The Burlington and Missouri River Railroad first began work at Plattsmouth, on the Missouri river, in 1869, and reached Lincoln July 20, 1870. From Lincoln it reaches out in six different lines. But this table will give a better idea of the great network of railroads under the B. & M. Co.'s control. The several divisions and their mileage are as follows:

Pacific Junction to Kearney196
Omaha line17
Nebraska City to Central City150
Nebraska City to Beatrice92
Atchison to Columbus221
Crete to Red Cloud150
Table Rock to Wymore38
Hastings to Culbertson171
Denver Extension244
Kenesaw cut-off to Oxford77
Chester to Hebron12
DeWitt to West Line25
Odell to Washington, Kan.26
Nemaha to Salem18

The Burlington and Missouri River Railroad, being a part of the C.B. & Q. system, forms in connection with the latter road the famous "Burlington Route," known as the shortest and quickest line between Chicago and Denver, and being the only line under one management, tedious and unnecessary delays and transfers at the Missouri river are entirely avoided.

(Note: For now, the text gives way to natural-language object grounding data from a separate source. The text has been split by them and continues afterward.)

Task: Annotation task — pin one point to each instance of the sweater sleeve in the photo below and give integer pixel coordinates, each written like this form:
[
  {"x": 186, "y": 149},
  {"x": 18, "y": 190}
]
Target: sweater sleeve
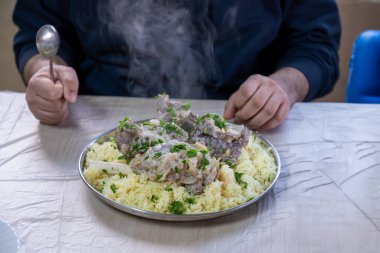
[
  {"x": 29, "y": 16},
  {"x": 309, "y": 40}
]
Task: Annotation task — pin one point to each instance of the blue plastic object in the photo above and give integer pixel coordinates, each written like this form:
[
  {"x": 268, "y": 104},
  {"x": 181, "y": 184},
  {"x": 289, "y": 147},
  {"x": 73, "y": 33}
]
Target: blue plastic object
[{"x": 364, "y": 76}]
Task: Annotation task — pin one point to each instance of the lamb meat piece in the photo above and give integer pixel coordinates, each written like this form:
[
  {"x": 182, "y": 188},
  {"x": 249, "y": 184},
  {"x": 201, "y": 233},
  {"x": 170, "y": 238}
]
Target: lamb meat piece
[
  {"x": 176, "y": 111},
  {"x": 225, "y": 140},
  {"x": 178, "y": 162},
  {"x": 132, "y": 138}
]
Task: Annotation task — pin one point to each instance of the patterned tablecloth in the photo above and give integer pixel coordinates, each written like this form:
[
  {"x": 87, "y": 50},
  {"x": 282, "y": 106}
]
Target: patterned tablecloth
[{"x": 327, "y": 198}]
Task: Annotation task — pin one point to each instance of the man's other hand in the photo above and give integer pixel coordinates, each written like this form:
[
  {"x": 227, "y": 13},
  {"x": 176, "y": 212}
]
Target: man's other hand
[{"x": 259, "y": 103}]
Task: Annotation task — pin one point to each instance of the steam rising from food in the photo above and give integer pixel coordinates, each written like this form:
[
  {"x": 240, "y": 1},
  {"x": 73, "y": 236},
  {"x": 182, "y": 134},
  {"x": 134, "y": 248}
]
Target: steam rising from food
[{"x": 170, "y": 45}]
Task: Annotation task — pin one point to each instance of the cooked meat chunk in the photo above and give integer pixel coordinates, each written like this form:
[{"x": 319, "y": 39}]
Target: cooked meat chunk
[
  {"x": 132, "y": 138},
  {"x": 176, "y": 111},
  {"x": 178, "y": 162},
  {"x": 225, "y": 140}
]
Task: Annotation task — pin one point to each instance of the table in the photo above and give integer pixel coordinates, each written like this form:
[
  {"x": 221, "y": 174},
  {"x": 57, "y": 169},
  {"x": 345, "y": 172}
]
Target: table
[{"x": 327, "y": 198}]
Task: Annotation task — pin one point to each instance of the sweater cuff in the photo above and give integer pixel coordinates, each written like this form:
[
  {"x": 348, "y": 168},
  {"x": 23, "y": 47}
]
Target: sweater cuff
[{"x": 312, "y": 71}]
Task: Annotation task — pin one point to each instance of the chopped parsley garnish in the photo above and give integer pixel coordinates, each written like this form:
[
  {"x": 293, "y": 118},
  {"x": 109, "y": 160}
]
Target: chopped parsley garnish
[
  {"x": 154, "y": 143},
  {"x": 101, "y": 190},
  {"x": 168, "y": 188},
  {"x": 122, "y": 157},
  {"x": 113, "y": 188},
  {"x": 157, "y": 155},
  {"x": 190, "y": 200},
  {"x": 186, "y": 106},
  {"x": 126, "y": 123},
  {"x": 239, "y": 180},
  {"x": 176, "y": 207},
  {"x": 171, "y": 111},
  {"x": 191, "y": 153},
  {"x": 154, "y": 198},
  {"x": 178, "y": 147},
  {"x": 205, "y": 151},
  {"x": 158, "y": 177},
  {"x": 218, "y": 121},
  {"x": 172, "y": 128},
  {"x": 230, "y": 163},
  {"x": 204, "y": 163}
]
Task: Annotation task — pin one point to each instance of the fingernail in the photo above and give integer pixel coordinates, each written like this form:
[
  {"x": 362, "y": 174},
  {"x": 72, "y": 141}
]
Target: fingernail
[{"x": 73, "y": 97}]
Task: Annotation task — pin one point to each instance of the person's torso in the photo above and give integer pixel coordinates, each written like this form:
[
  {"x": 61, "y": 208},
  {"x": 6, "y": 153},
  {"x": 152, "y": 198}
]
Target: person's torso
[{"x": 197, "y": 50}]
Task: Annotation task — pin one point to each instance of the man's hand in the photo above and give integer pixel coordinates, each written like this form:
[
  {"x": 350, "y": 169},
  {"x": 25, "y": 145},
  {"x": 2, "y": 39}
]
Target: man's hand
[
  {"x": 264, "y": 102},
  {"x": 46, "y": 99}
]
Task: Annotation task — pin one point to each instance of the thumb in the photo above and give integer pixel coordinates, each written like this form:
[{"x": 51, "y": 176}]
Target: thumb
[
  {"x": 229, "y": 110},
  {"x": 70, "y": 83}
]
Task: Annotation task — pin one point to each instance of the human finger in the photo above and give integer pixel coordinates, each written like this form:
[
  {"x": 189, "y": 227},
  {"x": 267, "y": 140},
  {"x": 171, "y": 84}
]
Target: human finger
[
  {"x": 255, "y": 104},
  {"x": 69, "y": 80},
  {"x": 278, "y": 118},
  {"x": 268, "y": 111}
]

P. S. Eustis of Omaha, Neb., who is very highly spoken of, stands at the head of the B. & M.R.R. as its worthy General Passenger Agent, while R. R. Randall of Lincoln, Neb., Immigration Agent B. & M.R.R. Co., of whom I have before spoken, will kindly and most honestly direct all who come to him seeking homes in the South Platte country. His thorough knowledge of the western country and western life, having spent most of his years on the frontier, particularly qualifies him for this office.

MILFORD.

"The Saratoga of Nebraska." So termed for its beautiful "Big Blue" river, which affords good boating and bathing facilities, its wealth of thick groves of large trees, and the "dripping spring," that drips and sparkles as it falls over a rock at the river bank. As before, Mr. Randall had prepared my way, and a carriage awaited me at the depot. I was conveyed to the home of Mr. J. H. Culver, where I took tea. Mrs. Culver is a daughter of Milford's pioneer, Mr. J. L. Davison, who located at M. in 1864, and built the first house. He built a mill in '66, and from the mill, and the fording of the river at this point by the Mormons, Indians, and emigrants, was derived the name for the town that afterward grew up about him.

Through the kindness of the Davison family our stay at Milford was made very pleasant. Riding out in the evening to see the rich farming land of the valley, and in the morning a row on the river and ramble through the groves that have been a resting-place to so many weary travelers and a pleasure ground for many a picnic party. Indeed, Milford is the common resort for the Lincoln pleasure parties. It is twenty miles due west of the capital, on the B. & M.R.R., which was built in 1880. Mr. Davison told of how they had first located on Salt Creek, near where is now the city of Lincoln, but was then only wild, unbroken prairies. Finding the "Big Blue" was a better mill stream, he moved his stakes and drove them deep for a permanent home on its banks. He first built a log house, and soon a frame, hauling his lumber from Plattsmouth. A saw-mill was soon built on the "Blue," and lumber was plenty right at hand. The ford was abandoned for a bridge he built in '66, and to his flouring-mill came grain for a hundred miles away, as there was none other nearer than Ashland. This being the principal crossing-place of the Blue, all the vegetables they could raise were readily sold. Mrs. Culver told of selling thirty-five dollars' worth of vegetables from her little garden patch in one week, adding: "We children were competing to see who could make the most from our garden that week, and I came out only a few dollars ahead of the rest."

Mrs. D. told of how with the aid of a large dog, and armed with a broom, she had defended a neighbor's daughter from being carried away captive by a band of Indians. The story of their pioneering days was very interesting, but space will not allow me to repeat it.

In the morning I was taken through three very pretty groves. One lies high on a bluff, and is indeed a pretty spot, named "Shady Cliff." Then winding down canyon Seata, little canyon, we crossed the River to the Harbor, an island which is covered with large cottonwood, elm, hickory, and ash, and woven among the branches are many grapevines—one we measured being sixteen inches in circumference—while a cottonwood measured eighteen feet in circumference. Surely it has been a harbor where many weary ones have cast anchor for a rest. Another grove, the Retreat, is even more thickly wooded and vined over, and we found its shade a very pleasant retreat on that bright sunny morning. But pleasanter still was the row of a mile down the river to the "Sparkling Springs."

Reader, go ask Professor Aughey about the rocks over which this spring flows. All I can tell you is, it looks like a great mass of dark clay into which had been stirred an equal quantity of shells of all sizes, but which had decayed and left only their impression on the hardened rock.